Mi ero abituato a pensare che, con questa semplice storia sul contrasto tra un grande poeta e un uomo umile, qualsiasi cosa potesse accadere: ma non che sarebbe giunto il giorno in cui sarebbe diventata un´opera e che il ruolo di Neruda lo avrebbe cantato il maestro dei maestri, quel grande artista e splendida persona che è Plácido Domingo. Il compositore è Daniel Catán, un artista messicano che da dieci anni vive a Los Angeles e che ha scritto l´opera su incarico di Plácido Domingo. Catán aveva già adattato per il palcoscenico un testo di García Márquez e da me è stato autorizzato a prendersi tutte le libertà che voleva purché si sentisse in grado di trasportare la mia storia in questo genere dei generi che è l´opera. Catán affronta una sfida che lo esalta: fare opera in spagnolo, una lingua potente che non conta in questo genere molti esempi illustri. Quasi quasi, mantenendo le distanze, appare sotto questo aspetto come Mozart, che si impegna a fare opera in tedesco, quando tutti davano per scontato che l´opera fosse una faccenda assolutamente italiana. La lingua di Cervantes, e quella di Neruda, è per Catán il modo in cui guardiamo la vita, ciò che ne facciamo: «In questo sguardo ci mettiamo davanti a ciò che è veramente importante: l´amore, la felicità e la passione». E´ convinto che una lingua sia un modo di "vedere". L´immensa comunità ispanoamericana di Los Angeles si prepara a un evento che la riempie di orgoglio: per la prima volta si canterà un´opera in spagnolo con sottotitoli in inglese.

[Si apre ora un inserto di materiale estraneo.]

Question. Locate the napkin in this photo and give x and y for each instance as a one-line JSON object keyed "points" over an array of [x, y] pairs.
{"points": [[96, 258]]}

Circa quindici anni fa, il film italiano "Il postino" si presentò sul tappeto rosso di Hollywood con cinque nominations ai premi Oscar. Forse era ancora troppo presto per un film italiano (più tardi avrebbe vinto "La vita è bella"), ma la verità è che la nomination postuma per Massimo Troisi come migliore attore non ebbe fortuna. In quell´occasione, i membri dell´Accademia preferirono Mel Gibson e il suo "Braveheart": una pillola amara che non mi è ancora andata giù. Massimo creò un personaggio con un´anima semplice e grande che è incapace di dire tutto quello che sente ma che alla luce generosa di Neruda (Philippe Noiret) comincia a trasformare in scintillanti metafore verbali il suo delizioso e impreciso gesticolio napoletano. Secondo il compositore Catán, nell´opera, il Postino comincerà cantando "male", ma crescendo via via come uomo e come artista arriverà a cantare bene come il suo mentore Neruda (Plácido Domigo). Da parte sua, il regista dello spettacolo, Ron Daniels, ha affermato che quest´opera recupererà molte cose della storia politica cilena e latinoamericana.
In ogni caso, il film italiano è un ricordo vivo negli Stati Uniti e i grandi artisti che saliranno sul palcoscenico del teatro dell´Opera di Los Angeles hanno davanti a sé delle grandi sfide: il ricordo della musica di Bacalov, premiata con un Oscar, la gloriosa performance di Troisi, il solido fascino maturo di Phillipe Noiret, l´attraente turbolenza di Maria Grazia Cucinotta. Nel suo genere, l´Opera di Los Angeles offre un cast eccezionale: Plácido Domingo nel ruolo di Neruda, Charles Castronovo nella parte del Postino, Amanda Squitieri come Beatrice e la grande soprano cilena Cristina Gallardo-Domas come Matilde, la moglie del poeta. L´opera è co-prodotta da Le Chatelet (debutto nel giugno del 2011) e in Austria dall´Opera di Vienna debutto l´8 dicembre di quest´anno).
Pur con un cast di star come queste, una prima mondiale di queste dimensioni ha bisogno di fortuna. E quando si aprirà il sipario raccomanderò con fervore l´opera di Catán a Massimo Troisi - mio angelo custode da tanti anni. Anche in una città che si chiama Los Angeles avrò bisogno del suo aiuto.